Gilles Deleuze, "kederli ruhların desteklemek ve propagandasını yapmak için bir despota ihtiyaçları olduğu gibi, despotun da amacına ulaşmak için ruhların kederlenmesine ihtiyacı vardır" der.
'PKK nedir?' sorusunun cevabını aramaya bu belirleme ile başlamak yerinde olacaktır.
PKK, 'Kürt sorunu'nun terörize olmuş boyutunun adıdır. Ebeveynlerin yirmi yaşındaki oğullarını toprağa serdikleri bu günlerde, 'Kürt sorunu'nu gerçekçi biçimde konuşmak imkânsızlık derecesinde güçtür.
PKK, zaten sorunun gerçekçi biçimde konuşulmasını engelleyen silahlı bir güçtür.
Sorun gerçekçi biçimde konuşulamayınca, gerçekçi çözümler üretilemez, tartışılıp olgunlaştırılamaz, dolayısıyla uygulanamaz.
'Sorunun tek çözümü vardır, öldüreceksin' denebilir.
Kadir gecesi, camiden çıkan yaşlı bir teyzeye mikrofon uzatıp şehitlere ilişkin soran muhabir, 'ne diyim yavrum, yerin yedi kat dibine girsinler' cevabını almıştı.
Bu tepki son derece olağandır.
Zaten öldüren öldürülmeyi hak etmekte ve istemektedir.
Ne var ki, PKK tam da bu gerilim ve çözümsüzlüğü amaçlamaktadır.
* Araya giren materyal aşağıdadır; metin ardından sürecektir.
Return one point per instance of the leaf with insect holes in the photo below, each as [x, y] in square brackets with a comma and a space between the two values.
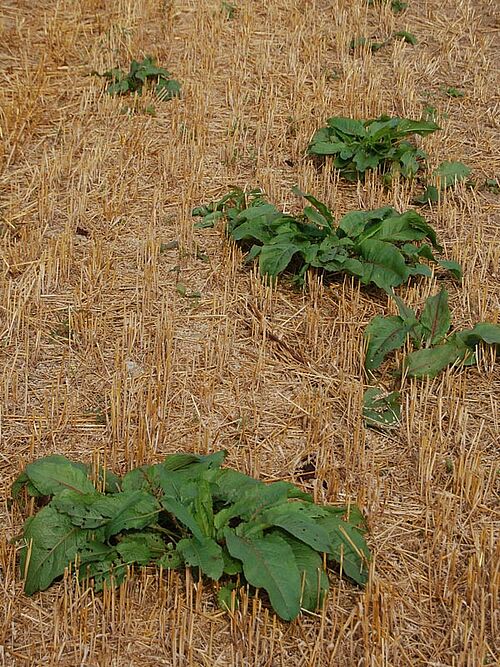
[204, 553]
[430, 362]
[182, 512]
[274, 258]
[380, 408]
[51, 474]
[406, 36]
[485, 332]
[141, 547]
[299, 519]
[384, 334]
[116, 512]
[435, 318]
[269, 563]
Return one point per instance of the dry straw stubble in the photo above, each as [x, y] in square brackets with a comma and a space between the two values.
[102, 358]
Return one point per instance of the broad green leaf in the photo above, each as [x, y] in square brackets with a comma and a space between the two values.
[483, 331]
[51, 543]
[298, 519]
[140, 548]
[324, 148]
[171, 560]
[450, 173]
[209, 220]
[52, 474]
[384, 334]
[231, 565]
[227, 599]
[250, 500]
[353, 224]
[21, 482]
[269, 563]
[453, 267]
[168, 89]
[409, 226]
[421, 127]
[348, 126]
[274, 259]
[435, 317]
[383, 264]
[430, 362]
[143, 478]
[314, 580]
[182, 513]
[204, 553]
[406, 36]
[380, 408]
[318, 205]
[405, 312]
[107, 571]
[364, 159]
[203, 508]
[121, 511]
PKK, Kürtlerde yüzyıla yakın bir süredir biriken mutsuzluktan beslenen, öldürerek kendini ifade eden, Kürt sorununu kilitleyen, meselenin çözümü önünde bizatihi engel olarak kurgulanmış bir örgüttür.
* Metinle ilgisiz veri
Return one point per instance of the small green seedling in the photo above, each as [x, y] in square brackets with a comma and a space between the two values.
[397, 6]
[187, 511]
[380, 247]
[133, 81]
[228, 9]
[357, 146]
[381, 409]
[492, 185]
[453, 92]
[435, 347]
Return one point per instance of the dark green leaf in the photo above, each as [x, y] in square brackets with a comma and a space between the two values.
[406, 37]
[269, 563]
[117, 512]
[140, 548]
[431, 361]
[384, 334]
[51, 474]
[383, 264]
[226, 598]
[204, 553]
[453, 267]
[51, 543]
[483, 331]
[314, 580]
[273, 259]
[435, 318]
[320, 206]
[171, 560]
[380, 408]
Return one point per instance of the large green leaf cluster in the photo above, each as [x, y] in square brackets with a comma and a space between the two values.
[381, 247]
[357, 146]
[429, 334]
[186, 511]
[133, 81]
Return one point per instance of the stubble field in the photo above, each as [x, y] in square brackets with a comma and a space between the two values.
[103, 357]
Örgütün ve liderinin 'derin ve karanlık' ilişkileri, yıllarca içinde bulunmuş, sonra yollarını ayırmış herkesçe dile getirilmektedir.
Sadece, Selim Çürükkaya'nın, Apo'nun Ayetleri bu ilişkileri ve örgütün/liderinin patolojisini anlamaya yeter.
Şükrü Gülmüş ve benzeri birçok kişi, ilkeli ve samimi oldukları için, gördükleri karşısında susmamış, hedef olmuş, kendilerini riske etmiş; fakat doğru bildiklerini söylemekten çekinmemişlerdir.
PKK ve liderinin derin ve karanlık iç ve dış ilişkilerini en iyi bilenler onlardır.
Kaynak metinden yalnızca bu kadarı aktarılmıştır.